Recently motor skill acquisition has been received strong attention to, and it is also the highlight for robot learning. However associative dilemma, broad learning and targeted improvement for robot, has still been a challenge. In this paper, we propose a novel GMR-PI\(^2\) motor skill learning based on RBAE to overcome the dilemma throughout the all phases of LfDRL. GMR-PI\(^2\) comprise two parts: DMPs-GMR for LfD, GMR-PI\(^2\) for RL. Besides, affiliated RBAE can extract features discovered so far and perform target-oriented exploration with the basis function generated from previous RBAE. After this process iteratively to a certain depth, robot can obtain the capability to fulfilling unfamiliar task with an optimal/suboptimal criterion.

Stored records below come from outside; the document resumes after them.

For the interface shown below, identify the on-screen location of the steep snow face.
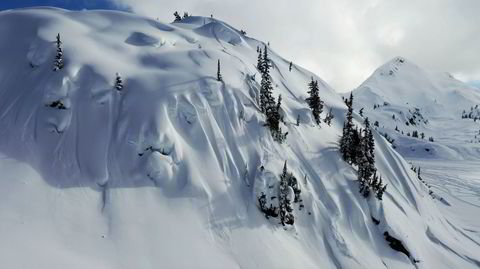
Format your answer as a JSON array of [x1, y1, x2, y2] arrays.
[[0, 8, 479, 269], [353, 57, 480, 160]]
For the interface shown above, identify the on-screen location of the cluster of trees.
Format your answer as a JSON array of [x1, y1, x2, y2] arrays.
[[258, 161, 303, 226], [411, 165, 438, 199], [461, 105, 480, 121], [173, 11, 191, 21], [394, 126, 434, 142], [372, 102, 389, 109], [340, 93, 387, 200], [257, 45, 287, 142], [405, 108, 428, 126]]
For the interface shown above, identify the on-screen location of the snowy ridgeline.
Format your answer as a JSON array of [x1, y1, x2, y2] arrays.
[[0, 8, 479, 269], [352, 57, 480, 160]]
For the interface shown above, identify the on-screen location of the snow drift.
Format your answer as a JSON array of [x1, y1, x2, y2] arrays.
[[0, 8, 479, 269]]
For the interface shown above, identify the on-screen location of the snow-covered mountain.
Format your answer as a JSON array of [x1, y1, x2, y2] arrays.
[[0, 8, 479, 269], [353, 57, 480, 160]]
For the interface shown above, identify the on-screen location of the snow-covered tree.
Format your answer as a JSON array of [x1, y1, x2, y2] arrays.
[[257, 48, 264, 76], [115, 73, 123, 91], [355, 117, 386, 200], [340, 93, 355, 163], [173, 11, 181, 21], [53, 33, 64, 71], [257, 192, 278, 219], [259, 46, 274, 113], [257, 45, 287, 142], [305, 78, 324, 125], [217, 59, 222, 82], [279, 161, 294, 226], [324, 108, 334, 126], [289, 61, 293, 72]]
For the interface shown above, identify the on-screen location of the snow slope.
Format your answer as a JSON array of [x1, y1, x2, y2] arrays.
[[0, 8, 479, 268], [353, 57, 480, 160]]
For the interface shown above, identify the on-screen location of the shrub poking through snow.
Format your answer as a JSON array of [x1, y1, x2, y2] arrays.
[[53, 33, 64, 71], [258, 192, 279, 219], [47, 100, 66, 110]]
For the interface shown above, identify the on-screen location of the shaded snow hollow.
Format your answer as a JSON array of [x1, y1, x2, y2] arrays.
[[0, 8, 479, 269]]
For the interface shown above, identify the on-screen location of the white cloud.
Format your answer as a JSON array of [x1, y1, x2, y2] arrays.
[[107, 0, 480, 92]]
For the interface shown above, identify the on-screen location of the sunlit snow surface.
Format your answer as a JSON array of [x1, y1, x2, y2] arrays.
[[0, 8, 479, 269]]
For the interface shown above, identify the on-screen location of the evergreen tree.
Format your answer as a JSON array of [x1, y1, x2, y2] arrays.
[[115, 73, 123, 91], [279, 161, 294, 226], [259, 46, 274, 113], [324, 108, 334, 126], [257, 48, 264, 73], [217, 59, 222, 82], [183, 12, 190, 19], [340, 94, 355, 163], [305, 78, 324, 125], [173, 11, 182, 21], [289, 61, 293, 72], [296, 114, 300, 126], [257, 192, 278, 218], [258, 45, 285, 142], [53, 33, 64, 71]]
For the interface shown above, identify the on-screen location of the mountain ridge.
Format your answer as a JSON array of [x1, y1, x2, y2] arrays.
[[0, 7, 478, 269]]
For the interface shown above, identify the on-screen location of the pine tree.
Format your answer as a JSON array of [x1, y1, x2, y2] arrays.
[[305, 78, 324, 125], [279, 161, 294, 226], [217, 59, 222, 82], [340, 94, 355, 164], [296, 114, 300, 126], [355, 117, 381, 198], [259, 46, 274, 113], [183, 12, 190, 19], [289, 61, 293, 72], [324, 108, 334, 126], [115, 73, 123, 91], [259, 45, 285, 142], [257, 48, 264, 73], [173, 11, 182, 21], [53, 33, 64, 71]]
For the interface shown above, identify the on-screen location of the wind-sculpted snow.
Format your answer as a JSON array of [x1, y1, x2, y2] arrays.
[[0, 8, 478, 269]]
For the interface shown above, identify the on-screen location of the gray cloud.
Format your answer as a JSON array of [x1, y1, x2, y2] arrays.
[[107, 0, 480, 92]]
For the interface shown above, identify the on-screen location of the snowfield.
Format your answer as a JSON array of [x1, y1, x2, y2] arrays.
[[0, 7, 479, 269]]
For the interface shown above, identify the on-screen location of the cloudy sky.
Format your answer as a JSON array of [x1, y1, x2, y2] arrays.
[[2, 0, 479, 91]]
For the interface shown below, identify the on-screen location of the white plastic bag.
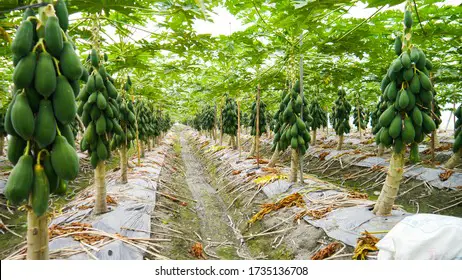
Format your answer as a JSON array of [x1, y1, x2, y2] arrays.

The most important and prominent part of our work is that we propose general RBAE framework and associated algorithms. Specially, we applied the auto-encoding method into GMR-PI\(^2\), and this promotes the optimization more accurately. There are a few interesting future research directions along this topic. Firstly, how to seek the optimal hyper-parameters such as the noise and number of updating the parameters for PI\(^2\) need to study, since it is somewhat time-consuming to set them suitably. Secondly, we only make uses of the latest information (best trajectories so far) in the algorithms, it is intuitive to allocate and integrate the old/new information which may make the robot more flexible. Thirdly, there are many set of basis functions generated by RBAE which are the features in different proficiency scale. How to utilized them in parallel is a promising research direction.